The topic of the second project is self-organization or self-assembly, which could be as simple as the wrinkling of clothes, but finely tuned to generate features on the micro and nano scale. And the problem there is that it's very easy to make these structures, but very difficult to predict the inputs that would generate your desired structure. Again, similar themes, but then the physics of the two processes are fundamentally different. The goal here is to answer how do we generate and analyze new process knowledge about self-organization to a point where you can predict the inputs that give you a particular structure.

How many students do you plan to have working in your lab?

The guiding principle here is that I don’t want to treat my graduate students as an extra pair of hands. They're really going to be encouraged to take ownership of their own projects. So, the number of students will scale with the number of projects that I have. At the same time, I need to make sure that I can give them individual attention and guidance and mentoring. So that puts an upper bound on the number of students that I can have.

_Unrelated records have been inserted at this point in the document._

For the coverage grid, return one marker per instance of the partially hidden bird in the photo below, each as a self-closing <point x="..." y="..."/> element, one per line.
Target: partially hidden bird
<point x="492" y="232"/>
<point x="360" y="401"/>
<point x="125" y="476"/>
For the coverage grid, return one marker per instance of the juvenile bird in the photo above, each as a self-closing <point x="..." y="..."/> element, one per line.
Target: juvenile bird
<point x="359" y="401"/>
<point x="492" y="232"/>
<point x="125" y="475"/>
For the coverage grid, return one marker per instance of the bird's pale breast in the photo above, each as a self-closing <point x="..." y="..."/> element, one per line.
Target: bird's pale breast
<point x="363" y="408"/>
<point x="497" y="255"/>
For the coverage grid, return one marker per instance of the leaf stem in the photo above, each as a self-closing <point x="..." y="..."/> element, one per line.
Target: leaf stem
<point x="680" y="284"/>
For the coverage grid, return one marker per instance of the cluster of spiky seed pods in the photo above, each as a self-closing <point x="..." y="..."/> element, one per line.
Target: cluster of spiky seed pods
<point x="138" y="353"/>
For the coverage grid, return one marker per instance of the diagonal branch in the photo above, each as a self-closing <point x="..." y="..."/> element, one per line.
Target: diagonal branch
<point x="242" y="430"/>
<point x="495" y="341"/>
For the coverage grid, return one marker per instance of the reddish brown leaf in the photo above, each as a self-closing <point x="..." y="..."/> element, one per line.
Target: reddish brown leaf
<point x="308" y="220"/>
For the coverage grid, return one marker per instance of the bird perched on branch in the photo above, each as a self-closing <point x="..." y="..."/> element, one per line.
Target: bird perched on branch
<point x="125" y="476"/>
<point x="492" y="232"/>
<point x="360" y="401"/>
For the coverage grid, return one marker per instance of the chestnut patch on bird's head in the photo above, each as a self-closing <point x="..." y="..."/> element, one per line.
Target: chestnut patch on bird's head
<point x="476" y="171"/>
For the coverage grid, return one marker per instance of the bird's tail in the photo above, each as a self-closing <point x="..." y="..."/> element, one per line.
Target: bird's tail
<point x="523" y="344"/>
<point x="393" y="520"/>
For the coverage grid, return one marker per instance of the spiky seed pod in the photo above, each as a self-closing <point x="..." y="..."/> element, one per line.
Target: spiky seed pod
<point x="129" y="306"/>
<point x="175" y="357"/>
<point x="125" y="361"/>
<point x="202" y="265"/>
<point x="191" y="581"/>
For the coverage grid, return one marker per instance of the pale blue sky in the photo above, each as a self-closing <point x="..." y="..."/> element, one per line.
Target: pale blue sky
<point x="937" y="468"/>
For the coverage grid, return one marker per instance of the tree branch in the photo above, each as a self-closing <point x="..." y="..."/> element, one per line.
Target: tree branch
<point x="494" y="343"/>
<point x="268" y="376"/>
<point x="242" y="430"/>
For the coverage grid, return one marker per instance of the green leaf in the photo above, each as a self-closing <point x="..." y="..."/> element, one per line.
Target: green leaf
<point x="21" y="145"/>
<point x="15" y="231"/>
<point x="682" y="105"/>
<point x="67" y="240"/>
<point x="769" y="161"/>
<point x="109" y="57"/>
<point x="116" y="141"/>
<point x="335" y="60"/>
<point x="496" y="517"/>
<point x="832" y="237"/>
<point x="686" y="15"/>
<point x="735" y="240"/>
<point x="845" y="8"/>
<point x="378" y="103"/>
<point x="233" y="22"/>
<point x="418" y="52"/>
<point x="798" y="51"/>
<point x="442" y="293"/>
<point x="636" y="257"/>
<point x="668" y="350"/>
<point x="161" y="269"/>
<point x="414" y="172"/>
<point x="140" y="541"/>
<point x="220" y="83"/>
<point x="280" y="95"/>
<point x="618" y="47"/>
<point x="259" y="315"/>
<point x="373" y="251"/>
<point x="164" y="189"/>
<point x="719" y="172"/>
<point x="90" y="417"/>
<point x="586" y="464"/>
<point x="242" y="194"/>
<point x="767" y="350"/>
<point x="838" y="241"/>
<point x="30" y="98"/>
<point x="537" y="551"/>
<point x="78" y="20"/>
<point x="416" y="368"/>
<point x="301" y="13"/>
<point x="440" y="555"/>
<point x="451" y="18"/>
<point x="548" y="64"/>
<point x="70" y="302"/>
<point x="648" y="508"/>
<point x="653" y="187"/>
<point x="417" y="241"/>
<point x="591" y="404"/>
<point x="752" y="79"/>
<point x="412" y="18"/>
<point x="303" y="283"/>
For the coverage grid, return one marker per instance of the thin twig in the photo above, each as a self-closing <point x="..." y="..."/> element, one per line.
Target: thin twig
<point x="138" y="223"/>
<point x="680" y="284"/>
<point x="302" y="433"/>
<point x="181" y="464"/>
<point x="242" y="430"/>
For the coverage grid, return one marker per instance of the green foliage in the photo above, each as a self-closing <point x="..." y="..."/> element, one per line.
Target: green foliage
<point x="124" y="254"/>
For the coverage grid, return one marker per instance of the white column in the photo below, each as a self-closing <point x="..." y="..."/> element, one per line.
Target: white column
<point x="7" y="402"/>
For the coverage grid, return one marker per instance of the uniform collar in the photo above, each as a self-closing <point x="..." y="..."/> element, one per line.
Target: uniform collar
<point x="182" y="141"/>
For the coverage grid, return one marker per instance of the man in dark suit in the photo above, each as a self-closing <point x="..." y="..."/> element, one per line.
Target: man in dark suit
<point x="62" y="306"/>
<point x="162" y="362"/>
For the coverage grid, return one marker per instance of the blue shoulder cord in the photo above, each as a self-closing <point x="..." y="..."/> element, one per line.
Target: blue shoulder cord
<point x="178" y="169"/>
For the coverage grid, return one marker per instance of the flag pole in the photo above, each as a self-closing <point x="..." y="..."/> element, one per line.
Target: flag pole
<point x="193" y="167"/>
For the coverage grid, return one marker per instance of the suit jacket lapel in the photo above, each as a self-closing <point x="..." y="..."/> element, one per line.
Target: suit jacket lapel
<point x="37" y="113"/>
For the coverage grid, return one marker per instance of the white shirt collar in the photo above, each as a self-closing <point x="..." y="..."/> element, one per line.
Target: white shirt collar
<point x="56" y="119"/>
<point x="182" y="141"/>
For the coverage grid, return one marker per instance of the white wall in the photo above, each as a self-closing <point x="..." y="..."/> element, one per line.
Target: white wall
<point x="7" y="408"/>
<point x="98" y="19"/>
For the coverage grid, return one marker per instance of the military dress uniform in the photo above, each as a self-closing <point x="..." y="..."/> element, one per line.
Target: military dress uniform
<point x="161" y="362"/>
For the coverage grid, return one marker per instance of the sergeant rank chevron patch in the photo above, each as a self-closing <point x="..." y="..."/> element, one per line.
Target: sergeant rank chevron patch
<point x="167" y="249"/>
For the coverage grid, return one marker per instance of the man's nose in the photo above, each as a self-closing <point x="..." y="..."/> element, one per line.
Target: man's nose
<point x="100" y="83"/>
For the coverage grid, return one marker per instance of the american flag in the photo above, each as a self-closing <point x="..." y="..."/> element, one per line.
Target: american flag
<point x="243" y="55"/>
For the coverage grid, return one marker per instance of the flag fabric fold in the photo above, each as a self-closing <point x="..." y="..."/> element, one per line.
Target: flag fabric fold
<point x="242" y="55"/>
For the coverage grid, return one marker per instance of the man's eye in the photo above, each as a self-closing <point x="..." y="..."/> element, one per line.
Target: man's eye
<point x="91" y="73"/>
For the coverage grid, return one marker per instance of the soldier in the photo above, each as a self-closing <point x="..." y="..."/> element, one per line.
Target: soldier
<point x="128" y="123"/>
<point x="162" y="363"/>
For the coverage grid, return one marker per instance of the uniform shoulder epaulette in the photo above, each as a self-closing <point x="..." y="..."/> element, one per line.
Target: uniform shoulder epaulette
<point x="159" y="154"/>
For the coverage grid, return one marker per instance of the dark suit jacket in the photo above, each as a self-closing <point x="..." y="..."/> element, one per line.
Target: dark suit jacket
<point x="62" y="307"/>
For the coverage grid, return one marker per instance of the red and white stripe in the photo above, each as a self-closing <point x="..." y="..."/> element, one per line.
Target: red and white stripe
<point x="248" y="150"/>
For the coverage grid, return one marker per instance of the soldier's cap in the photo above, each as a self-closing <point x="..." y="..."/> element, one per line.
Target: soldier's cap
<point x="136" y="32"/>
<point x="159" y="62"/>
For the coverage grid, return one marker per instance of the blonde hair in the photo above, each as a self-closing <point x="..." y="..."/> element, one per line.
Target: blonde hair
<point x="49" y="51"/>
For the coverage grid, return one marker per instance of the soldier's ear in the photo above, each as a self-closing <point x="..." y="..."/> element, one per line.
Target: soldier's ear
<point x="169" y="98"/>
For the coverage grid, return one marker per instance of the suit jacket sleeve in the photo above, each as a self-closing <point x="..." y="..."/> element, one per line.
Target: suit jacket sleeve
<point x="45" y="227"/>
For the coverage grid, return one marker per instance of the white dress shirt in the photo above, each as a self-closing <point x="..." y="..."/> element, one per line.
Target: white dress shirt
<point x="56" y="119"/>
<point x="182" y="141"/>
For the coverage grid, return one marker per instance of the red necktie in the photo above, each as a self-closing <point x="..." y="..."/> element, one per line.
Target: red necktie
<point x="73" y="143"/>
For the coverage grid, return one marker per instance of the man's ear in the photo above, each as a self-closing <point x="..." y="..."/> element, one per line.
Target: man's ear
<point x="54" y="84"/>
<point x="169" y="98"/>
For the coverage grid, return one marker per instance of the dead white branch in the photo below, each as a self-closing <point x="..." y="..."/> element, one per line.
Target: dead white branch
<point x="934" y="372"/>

At this time I do not know the right number for me, but I have started with one graduate student in my group.

What is the biggest challenge of being a new Professor on campus?

The closest analogy I can come up with is that being a new professor on campus is like trying to jump on to a moving train. That has been the biggest challenge. Academia is an enterprise where professors do a lot of different things. On the same day, you could be a teacher, you could be a mentor to your graduate students, could be a fundraiser, or just presenting to the external world what you're doing, and doing all of these things on a daily basis is not something that I've done in the past. I've done all of these things, but not necessarily on the same day or even in the same week. So that's a challenge. Our senior faculty seem to be pretty good at this, so I'm trying to ramp up to that. They have given me something to aspire to.